Fragatas Type 31 para substituir as Type 23

Nesse contexto e em resposta às necessidades de projeção naval do Chile, o Reino Unido - tanto por meio do seu governo quanto da sua base industrial de defesa - vem promovendo as fragatas Type 31, também conhecidas como classe Inspiração, atualmente em construção pela Babcock International na Escócia para a Marinha Real, como a opção destinada a ocupar no futuro o lugar das Type 23 chilenas.

Sinais recentes em Rosyth: HMS Active e HMS Bulldog

Um dos indícios mais recentes dessa movimentação - associado ao programa em curso de reequipamento da Marinha Real e também a iniciativas atuais conduzidas pela Polónia (classe Miecznik) e pela Indonésia (classe Vermelho e Branco) - ocorreu durante a cerimónia de apresentação da HMS Active, a segunda fragata britânica incluída no primeiro lote de cinco navios.

Na ocasião, o navio deixou as instalações de montagem em Rosyth, na Escócia, assinalando mais um marco na sua construção e, ao que tudo indica, abrindo caminho para o seu lançamento ao mar. No mesmo evento, de forma simbólica, também foi marcado o início da produção da quarta fragata destinada à Marinha Real, que receberá o nome HMS Bulldog.

Durante as celebrações, porém, um vídeo projetado nas oficinas do estaleiro chamou a atenção do público: ele exibia as bandeiras de parceiros do programa - ou de países com unidades já em construção - e também as de futuros e potenciais operadores que poderiam escolher a Type 31 para renovar as suas frotas de superfície.

Entre essas bandeiras, a do Chile foi notada de imediato, assim como a da Dinamarca, cuja marinha já planeia substituir as suas fragatas Type 23 e classe Iver Huitfeldt. Também eram visíveis as bandeiras da Suécia, da Nova Zelândia e da Coreia do Sul.

Diálogo Chile–Reino Unido e maturidade industrial chilena

No caso chileno, representantes do Ministério da Defesa, além de autoridades navais e do setor industrial, vêm mantendo diversas reuniões e contactos com interlocutores do governo britânico e com empresas envolvidas no programa Arrowhead.

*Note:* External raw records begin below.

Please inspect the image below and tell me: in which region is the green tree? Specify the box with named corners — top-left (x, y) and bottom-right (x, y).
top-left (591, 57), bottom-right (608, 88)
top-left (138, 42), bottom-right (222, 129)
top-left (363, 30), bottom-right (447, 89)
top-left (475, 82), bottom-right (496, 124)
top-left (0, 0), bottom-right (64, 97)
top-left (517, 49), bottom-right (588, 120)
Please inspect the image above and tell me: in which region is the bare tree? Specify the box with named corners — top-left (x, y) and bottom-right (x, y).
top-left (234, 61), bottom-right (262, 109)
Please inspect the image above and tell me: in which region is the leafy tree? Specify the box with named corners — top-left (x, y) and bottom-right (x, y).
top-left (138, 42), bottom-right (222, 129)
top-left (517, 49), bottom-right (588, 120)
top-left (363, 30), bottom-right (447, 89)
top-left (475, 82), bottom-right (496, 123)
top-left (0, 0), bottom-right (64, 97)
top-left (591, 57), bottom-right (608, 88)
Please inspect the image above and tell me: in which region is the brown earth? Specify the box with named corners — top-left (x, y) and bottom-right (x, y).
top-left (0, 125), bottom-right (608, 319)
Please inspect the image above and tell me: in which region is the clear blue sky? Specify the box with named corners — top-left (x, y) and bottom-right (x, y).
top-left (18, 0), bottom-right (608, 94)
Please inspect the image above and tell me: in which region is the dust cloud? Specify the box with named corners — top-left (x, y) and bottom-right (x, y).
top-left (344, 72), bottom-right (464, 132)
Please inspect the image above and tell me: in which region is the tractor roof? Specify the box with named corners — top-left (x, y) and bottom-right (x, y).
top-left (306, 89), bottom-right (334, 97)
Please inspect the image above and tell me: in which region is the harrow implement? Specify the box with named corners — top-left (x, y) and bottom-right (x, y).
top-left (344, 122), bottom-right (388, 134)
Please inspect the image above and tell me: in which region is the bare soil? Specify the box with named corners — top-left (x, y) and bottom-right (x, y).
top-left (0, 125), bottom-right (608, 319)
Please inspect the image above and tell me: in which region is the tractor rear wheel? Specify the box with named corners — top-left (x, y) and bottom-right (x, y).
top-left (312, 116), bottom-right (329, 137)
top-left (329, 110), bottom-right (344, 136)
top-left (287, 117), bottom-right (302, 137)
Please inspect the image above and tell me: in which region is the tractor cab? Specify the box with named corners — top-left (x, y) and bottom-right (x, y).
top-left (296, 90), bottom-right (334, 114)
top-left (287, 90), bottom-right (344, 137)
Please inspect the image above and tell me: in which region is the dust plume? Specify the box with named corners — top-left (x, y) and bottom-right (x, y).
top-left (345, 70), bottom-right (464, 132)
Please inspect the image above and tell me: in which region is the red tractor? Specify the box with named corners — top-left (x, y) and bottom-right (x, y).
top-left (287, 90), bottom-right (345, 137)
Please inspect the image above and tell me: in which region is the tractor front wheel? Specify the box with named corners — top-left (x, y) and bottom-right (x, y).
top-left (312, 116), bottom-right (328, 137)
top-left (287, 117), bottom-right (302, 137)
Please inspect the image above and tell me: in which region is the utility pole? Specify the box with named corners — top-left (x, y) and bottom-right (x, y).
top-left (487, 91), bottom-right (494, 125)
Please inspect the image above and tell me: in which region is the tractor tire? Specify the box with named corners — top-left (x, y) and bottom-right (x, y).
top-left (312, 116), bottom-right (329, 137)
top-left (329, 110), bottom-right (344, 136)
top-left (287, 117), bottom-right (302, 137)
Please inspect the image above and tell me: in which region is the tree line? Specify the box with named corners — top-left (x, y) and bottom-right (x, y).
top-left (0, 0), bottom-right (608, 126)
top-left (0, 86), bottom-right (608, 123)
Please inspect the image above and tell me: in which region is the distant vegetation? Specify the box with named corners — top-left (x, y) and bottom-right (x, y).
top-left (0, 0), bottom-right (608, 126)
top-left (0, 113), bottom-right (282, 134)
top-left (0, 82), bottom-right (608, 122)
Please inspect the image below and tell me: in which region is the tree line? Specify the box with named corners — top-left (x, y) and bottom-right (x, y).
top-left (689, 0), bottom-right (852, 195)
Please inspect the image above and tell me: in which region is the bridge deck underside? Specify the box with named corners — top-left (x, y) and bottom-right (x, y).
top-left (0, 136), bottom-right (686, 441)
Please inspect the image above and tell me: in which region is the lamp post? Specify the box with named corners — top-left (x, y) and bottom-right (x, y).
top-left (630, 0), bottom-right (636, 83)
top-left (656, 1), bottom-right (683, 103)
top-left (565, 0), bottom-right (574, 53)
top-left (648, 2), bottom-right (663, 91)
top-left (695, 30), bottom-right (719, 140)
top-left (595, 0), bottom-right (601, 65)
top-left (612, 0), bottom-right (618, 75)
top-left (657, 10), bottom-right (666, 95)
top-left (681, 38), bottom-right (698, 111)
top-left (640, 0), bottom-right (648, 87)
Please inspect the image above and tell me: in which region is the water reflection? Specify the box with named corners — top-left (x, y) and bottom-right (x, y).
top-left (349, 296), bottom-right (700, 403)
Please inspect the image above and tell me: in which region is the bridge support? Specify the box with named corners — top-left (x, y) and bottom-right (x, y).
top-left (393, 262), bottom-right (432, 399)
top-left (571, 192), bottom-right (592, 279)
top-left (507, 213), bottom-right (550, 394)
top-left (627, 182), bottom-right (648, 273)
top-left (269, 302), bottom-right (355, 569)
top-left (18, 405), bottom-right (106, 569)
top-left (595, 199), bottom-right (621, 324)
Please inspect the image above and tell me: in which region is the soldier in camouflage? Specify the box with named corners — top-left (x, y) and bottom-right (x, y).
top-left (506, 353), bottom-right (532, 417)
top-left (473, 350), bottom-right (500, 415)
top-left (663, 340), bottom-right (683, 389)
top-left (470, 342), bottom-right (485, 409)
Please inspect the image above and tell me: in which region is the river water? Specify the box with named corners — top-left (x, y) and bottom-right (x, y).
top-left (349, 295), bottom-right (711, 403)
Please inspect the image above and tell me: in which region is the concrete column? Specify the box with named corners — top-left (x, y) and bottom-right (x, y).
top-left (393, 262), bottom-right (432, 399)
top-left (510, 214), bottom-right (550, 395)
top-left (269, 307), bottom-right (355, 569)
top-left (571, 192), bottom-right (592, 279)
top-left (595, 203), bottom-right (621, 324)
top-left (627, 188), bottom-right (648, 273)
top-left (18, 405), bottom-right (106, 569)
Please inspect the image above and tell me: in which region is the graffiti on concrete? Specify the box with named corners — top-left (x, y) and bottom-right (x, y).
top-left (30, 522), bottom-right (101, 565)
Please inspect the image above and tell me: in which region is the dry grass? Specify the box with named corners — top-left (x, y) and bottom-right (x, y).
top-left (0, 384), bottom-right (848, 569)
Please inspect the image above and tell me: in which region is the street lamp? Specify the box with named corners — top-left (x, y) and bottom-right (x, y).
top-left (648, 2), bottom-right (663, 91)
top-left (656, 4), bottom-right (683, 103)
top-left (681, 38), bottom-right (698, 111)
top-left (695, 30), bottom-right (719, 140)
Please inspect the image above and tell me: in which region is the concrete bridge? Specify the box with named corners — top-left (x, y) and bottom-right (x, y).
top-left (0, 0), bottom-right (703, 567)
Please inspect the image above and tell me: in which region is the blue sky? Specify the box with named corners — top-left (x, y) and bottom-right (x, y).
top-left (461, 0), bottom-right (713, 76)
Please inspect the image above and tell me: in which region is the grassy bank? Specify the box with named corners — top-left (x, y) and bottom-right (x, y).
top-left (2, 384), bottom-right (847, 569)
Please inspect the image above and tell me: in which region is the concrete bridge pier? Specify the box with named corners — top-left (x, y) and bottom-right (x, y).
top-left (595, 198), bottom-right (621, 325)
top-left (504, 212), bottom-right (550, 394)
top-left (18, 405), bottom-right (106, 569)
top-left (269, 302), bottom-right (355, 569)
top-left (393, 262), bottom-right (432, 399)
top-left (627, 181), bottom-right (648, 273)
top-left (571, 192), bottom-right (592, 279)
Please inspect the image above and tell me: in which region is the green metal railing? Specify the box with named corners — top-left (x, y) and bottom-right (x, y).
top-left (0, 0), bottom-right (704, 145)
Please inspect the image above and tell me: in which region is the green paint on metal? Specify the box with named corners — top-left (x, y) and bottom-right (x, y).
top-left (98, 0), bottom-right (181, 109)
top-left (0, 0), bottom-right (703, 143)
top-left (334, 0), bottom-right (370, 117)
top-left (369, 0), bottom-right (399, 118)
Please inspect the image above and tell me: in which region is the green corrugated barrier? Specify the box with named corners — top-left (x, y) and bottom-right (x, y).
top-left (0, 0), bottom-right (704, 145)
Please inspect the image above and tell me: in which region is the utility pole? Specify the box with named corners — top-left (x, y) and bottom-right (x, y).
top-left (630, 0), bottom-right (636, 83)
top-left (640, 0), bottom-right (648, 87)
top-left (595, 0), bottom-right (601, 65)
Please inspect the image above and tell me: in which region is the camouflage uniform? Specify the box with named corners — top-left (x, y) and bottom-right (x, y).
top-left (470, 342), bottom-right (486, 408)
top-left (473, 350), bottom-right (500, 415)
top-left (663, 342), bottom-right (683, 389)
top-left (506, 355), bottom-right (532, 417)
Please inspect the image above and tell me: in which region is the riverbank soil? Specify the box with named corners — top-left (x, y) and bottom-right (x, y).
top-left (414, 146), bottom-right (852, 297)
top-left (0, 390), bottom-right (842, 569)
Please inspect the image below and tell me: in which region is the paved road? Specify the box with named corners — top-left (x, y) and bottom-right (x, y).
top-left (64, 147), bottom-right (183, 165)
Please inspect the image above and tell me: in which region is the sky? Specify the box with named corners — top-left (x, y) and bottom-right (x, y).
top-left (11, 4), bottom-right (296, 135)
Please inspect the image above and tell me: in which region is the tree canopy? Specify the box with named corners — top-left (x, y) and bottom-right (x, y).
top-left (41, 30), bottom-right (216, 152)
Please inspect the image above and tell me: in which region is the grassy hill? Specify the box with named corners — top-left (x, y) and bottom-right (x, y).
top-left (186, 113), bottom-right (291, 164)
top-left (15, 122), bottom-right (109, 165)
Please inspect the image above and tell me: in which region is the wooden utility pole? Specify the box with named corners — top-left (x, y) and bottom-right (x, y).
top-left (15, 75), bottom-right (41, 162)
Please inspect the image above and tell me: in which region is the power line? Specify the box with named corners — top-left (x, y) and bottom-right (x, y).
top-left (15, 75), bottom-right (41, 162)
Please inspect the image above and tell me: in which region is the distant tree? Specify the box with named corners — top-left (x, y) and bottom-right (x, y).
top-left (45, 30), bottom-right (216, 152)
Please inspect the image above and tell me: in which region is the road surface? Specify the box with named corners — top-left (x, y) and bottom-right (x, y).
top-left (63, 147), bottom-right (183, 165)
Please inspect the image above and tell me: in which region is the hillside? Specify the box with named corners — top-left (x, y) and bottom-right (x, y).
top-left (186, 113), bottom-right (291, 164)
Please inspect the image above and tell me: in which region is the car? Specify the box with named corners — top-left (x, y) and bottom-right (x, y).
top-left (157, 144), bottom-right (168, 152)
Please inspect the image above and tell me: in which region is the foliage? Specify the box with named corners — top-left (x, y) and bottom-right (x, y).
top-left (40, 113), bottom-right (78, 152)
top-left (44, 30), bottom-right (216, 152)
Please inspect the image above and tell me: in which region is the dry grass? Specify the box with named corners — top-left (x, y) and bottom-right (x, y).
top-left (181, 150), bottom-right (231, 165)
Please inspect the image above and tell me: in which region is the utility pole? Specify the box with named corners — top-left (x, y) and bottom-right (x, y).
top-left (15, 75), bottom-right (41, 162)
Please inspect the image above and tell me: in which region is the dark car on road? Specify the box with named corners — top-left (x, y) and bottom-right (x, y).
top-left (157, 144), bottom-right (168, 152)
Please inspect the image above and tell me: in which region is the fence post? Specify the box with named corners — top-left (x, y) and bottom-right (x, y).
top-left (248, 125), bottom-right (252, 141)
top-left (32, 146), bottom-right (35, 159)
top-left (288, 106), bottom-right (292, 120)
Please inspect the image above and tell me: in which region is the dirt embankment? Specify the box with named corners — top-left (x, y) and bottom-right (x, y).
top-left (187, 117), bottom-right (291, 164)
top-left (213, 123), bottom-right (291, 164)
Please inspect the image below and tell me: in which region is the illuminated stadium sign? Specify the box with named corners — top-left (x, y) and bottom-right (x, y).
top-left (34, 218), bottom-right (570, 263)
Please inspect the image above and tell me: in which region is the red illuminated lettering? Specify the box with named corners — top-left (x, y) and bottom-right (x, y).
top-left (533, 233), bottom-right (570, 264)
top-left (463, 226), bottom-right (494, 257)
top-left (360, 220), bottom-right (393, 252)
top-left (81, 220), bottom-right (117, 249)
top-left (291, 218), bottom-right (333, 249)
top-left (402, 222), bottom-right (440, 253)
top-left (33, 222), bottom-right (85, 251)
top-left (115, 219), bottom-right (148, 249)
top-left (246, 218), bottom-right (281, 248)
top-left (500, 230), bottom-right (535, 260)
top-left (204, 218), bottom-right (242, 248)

Ainda que não exista uma decisão oficial, não é exagero considerar a Type 31 como uma substituta natural para as atuais fragatas Type 23 em serviço na Marinha do Chile - navios que foram adquiridos anos atrás junto à Marinha Real. E isso não é um detalhe menor, já que a indústria naval chilena tem demonstrado um nível crescente de maturidade ao construir meios militares cada vez mais complexos, como evidencia o recente comissionamento do quebra-gelo Almirante Viel, que em breve deverá ser acompanhado por quatro navios multipropósito previstos no Projeto Escotillón IV.

Independentemente de qual seja a escolha final do Chile, é muito provável que o país venha a construir com as próprias mãos a próxima geração de navios de combate encarregada de proteger a sua soberania ao longo da extensa costa marítima, em linha com o seu lema nacional: “Pela razão ou pela força”.